This works for any non-singular matrix

Gaussian elimination

This uses the fact that we can do the following operations to a linear system without changing its solution

  1. multiply one row by a scalar and add to another row
  2. swap rows

We’ll use that to turn a matrix \((IA)\) into \((LU)\)

LU factorization example

Let’s see an example with system \(Ax = b\)

\[ A = \begin{bmatrix} -3 & 2 & 3 \\ -3 & 2 & 1 \\ 3 & 0 & 0 \\ \end{bmatrix} , x = \begin{bmatrix} x_1 \\ x_2 \\ x_3 \\ \end{bmatrix} , b = \begin{bmatrix} 10 \\ 8 \\ -3 \\ \end{bmatrix} \]

LU factorization

We start with \(I = L, A = U\) and we to make \(U\) upper triangular with Gaussian elimination

\[ A = \begin{bmatrix} 1 & 0 & 0 \\ 0 & 1 & 0 \\ 0 & 0 & 1 \\ \end{bmatrix} \times \begin{bmatrix} -3 & 2 & 3 \\ -3 & 2 & 1 \\ 3 & 0 & 0 \\ \end{bmatrix} \] We do \(row2 = row2 - (1)\times row1\) and \(row3 = row3 - (-1)\times row1\), keeping track of these operations in the \(L\) matrix

\[ A = \begin{bmatrix} 1 & 0 & 0 \\ 1 & 1 & 0 \\ -1 & 0 & 1 \\ \end{bmatrix} \times \begin{bmatrix} -3 & 2 & 3 \\ 0 & 0 & -2 \\ 0 & 2 & 3 \\ \end{bmatrix} \]

LU factorization example

Seems like we are stuck in \(U\). But we can swap rows 2 and 3 to make it upper triangular.
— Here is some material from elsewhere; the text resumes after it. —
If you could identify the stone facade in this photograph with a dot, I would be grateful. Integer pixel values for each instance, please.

  • Correspondingly, we need to swap columns 2 and 3 in \(L\)

\[ A = \begin{bmatrix} 1 & 0 & 0 \\ 1 & 0 & 1 \\ -1 & 1 & 0 \\ \end{bmatrix}\times \begin{bmatrix} -3 & 2 & 3 \\ 0 & 2 & 3 \\ 0 & 0 & -2 \\ \end{bmatrix} \]

Now we are ready to solve the first part of the problem: \(Ly = b\)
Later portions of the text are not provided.